| Meaning | From Hebrew Mikha'el — who is like God? |
| Origin type | Patronymic / baptismal — son of Michel |
| Popularity | Very common in western France and Québec; one of the top 50 French-Canadian surnames |
| Regions | Anjou, Poitou, Maine, Brittany; Québec (especially Beauce and Chaudière-Appalaches); Acadian communities |
| Notable bearers | Oscar Michaux (filmmaker); Jules Michelet (historian, variant Michelet) |
Michaud is the patronymic form of Michel — the French form of Michael, from the Hebrew Mikha'el, meaning 'who is like God?' Michael was the name of the great archangel and heavenly warrior, and in medieval Christendom the name Michael was given to countless boys in honour of the saint whose cult was among the most widespread in Europe. Mont-Saint-Michel in Normandy — the tidal island monastery dedicated to the Archangel Michael — was one of the great pilgrimage sites of medieval France, and the name Michel, and its patronymic Michaud, was deeply rooted in the Norman and western French tradition.
In France, Michaud is concentrated in the western provinces of Anjou, Maine, Poitou, and Touraine — regions that also provided large numbers of settlers to New France in the 17th and 18th centuries. The connection is direct: many of the Michaud families in Québec and Acadia trace their lines to emigrants from Anjou and Poitou who crossed the Atlantic between 1630 and 1760.
In Québec, Michaud is one of the most common surnames in the Beauce region — the agricultural heartland south of Québec City — and in the Chaudière-Appalaches area. Michaud families appear in virtually every Québec parish register from the founding generation onward.

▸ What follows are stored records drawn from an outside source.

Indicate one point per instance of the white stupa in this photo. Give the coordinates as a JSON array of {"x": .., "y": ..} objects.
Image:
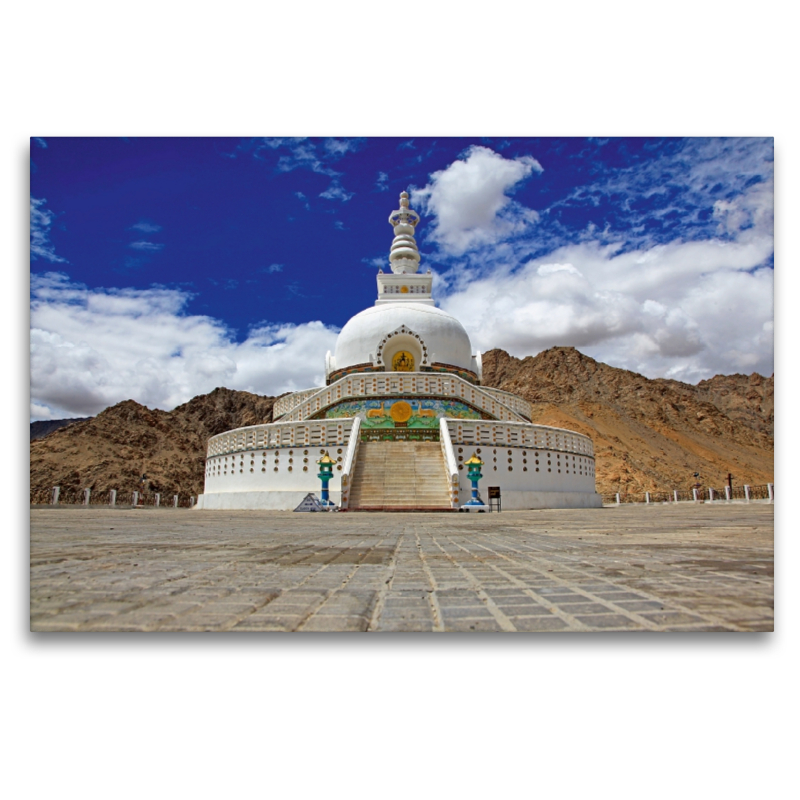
[{"x": 401, "y": 415}]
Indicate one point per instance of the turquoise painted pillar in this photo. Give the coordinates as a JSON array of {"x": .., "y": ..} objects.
[
  {"x": 325, "y": 474},
  {"x": 474, "y": 466}
]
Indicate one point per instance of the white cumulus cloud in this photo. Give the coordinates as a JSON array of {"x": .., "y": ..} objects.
[
  {"x": 469, "y": 200},
  {"x": 687, "y": 311}
]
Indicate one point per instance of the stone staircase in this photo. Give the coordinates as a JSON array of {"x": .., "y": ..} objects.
[{"x": 399, "y": 476}]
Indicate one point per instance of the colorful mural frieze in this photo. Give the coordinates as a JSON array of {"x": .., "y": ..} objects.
[{"x": 391, "y": 412}]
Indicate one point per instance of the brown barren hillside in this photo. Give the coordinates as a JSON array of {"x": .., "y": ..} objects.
[
  {"x": 114, "y": 449},
  {"x": 648, "y": 434}
]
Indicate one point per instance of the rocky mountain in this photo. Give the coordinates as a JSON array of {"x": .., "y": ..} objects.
[
  {"x": 42, "y": 427},
  {"x": 648, "y": 435},
  {"x": 114, "y": 449}
]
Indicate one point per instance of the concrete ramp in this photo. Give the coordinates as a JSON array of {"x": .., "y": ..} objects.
[{"x": 399, "y": 476}]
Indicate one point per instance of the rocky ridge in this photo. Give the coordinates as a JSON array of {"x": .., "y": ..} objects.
[
  {"x": 114, "y": 449},
  {"x": 648, "y": 435}
]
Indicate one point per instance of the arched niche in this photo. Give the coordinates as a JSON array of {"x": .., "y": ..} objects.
[{"x": 400, "y": 347}]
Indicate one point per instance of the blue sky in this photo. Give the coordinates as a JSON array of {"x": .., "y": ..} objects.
[{"x": 164, "y": 267}]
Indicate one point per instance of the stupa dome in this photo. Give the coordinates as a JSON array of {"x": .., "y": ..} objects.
[{"x": 378, "y": 334}]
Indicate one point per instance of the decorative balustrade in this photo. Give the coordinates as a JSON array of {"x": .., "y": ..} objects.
[
  {"x": 314, "y": 433},
  {"x": 286, "y": 403},
  {"x": 350, "y": 462},
  {"x": 500, "y": 405},
  {"x": 509, "y": 434},
  {"x": 513, "y": 401}
]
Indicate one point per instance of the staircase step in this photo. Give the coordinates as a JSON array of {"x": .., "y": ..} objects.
[{"x": 399, "y": 475}]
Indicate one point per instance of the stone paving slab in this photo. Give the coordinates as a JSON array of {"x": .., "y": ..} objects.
[{"x": 633, "y": 568}]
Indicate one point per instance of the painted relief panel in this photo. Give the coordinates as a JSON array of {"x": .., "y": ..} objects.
[{"x": 395, "y": 413}]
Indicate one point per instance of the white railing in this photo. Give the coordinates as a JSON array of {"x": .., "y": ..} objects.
[
  {"x": 450, "y": 462},
  {"x": 349, "y": 462},
  {"x": 286, "y": 403},
  {"x": 313, "y": 433},
  {"x": 505, "y": 434},
  {"x": 513, "y": 401},
  {"x": 366, "y": 384}
]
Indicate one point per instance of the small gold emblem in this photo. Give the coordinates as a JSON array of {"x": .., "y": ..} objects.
[
  {"x": 403, "y": 362},
  {"x": 400, "y": 411}
]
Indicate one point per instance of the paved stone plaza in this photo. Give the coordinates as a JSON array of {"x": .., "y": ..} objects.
[{"x": 633, "y": 568}]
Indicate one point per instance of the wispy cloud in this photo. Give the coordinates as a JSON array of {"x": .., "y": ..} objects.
[
  {"x": 41, "y": 221},
  {"x": 303, "y": 153},
  {"x": 146, "y": 226},
  {"x": 336, "y": 192}
]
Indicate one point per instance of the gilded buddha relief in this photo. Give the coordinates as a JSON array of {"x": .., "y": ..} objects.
[{"x": 403, "y": 361}]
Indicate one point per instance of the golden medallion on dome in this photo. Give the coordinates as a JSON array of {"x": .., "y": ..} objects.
[
  {"x": 403, "y": 362},
  {"x": 400, "y": 411}
]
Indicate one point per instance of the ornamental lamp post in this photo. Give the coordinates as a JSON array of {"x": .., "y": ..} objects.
[
  {"x": 474, "y": 465},
  {"x": 325, "y": 474}
]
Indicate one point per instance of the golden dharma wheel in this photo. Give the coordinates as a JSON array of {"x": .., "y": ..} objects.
[{"x": 400, "y": 411}]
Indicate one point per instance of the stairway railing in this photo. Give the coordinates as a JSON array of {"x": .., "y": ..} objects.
[
  {"x": 349, "y": 462},
  {"x": 450, "y": 462}
]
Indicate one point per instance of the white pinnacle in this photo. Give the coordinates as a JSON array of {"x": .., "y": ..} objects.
[{"x": 404, "y": 254}]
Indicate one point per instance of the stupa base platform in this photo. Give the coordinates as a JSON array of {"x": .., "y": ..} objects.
[{"x": 404, "y": 509}]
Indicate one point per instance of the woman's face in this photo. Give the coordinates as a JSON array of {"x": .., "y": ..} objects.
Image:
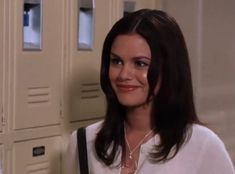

Oscar Micheaux (1884–1951) — African-American filmmaker, director of over 40 films; his surname is an American variant of the same French root.
Jules Michelet (1798–1874) — French historian, author of the monumental Histoire de France. A variant spelling of the same family of names.
Franco-American Michauds are one of the largest French-Canadian surname communities in New England — particularly in Maine, New Hampshire, and Massachusetts, where Québec emigrants settled in large numbers from the 1860s onward. The Michaud name is among the most common in Franco-American parish records in Lewiston, Manchester, and Lowell.
For French Michauds: the Archives nationales de France and departmental archives of Maine-et-Loire (Anjou), Sarthe, and Vienne (Poitiers). For Québec: the Drouin collection is comprehensive. The PRDH (Programme de recherche en démographie historique) at the Université de Montréal has reconstructed virtually every Québec family from 1621 to 1850, and Michaud is one of the most extensively documented surname families in their database.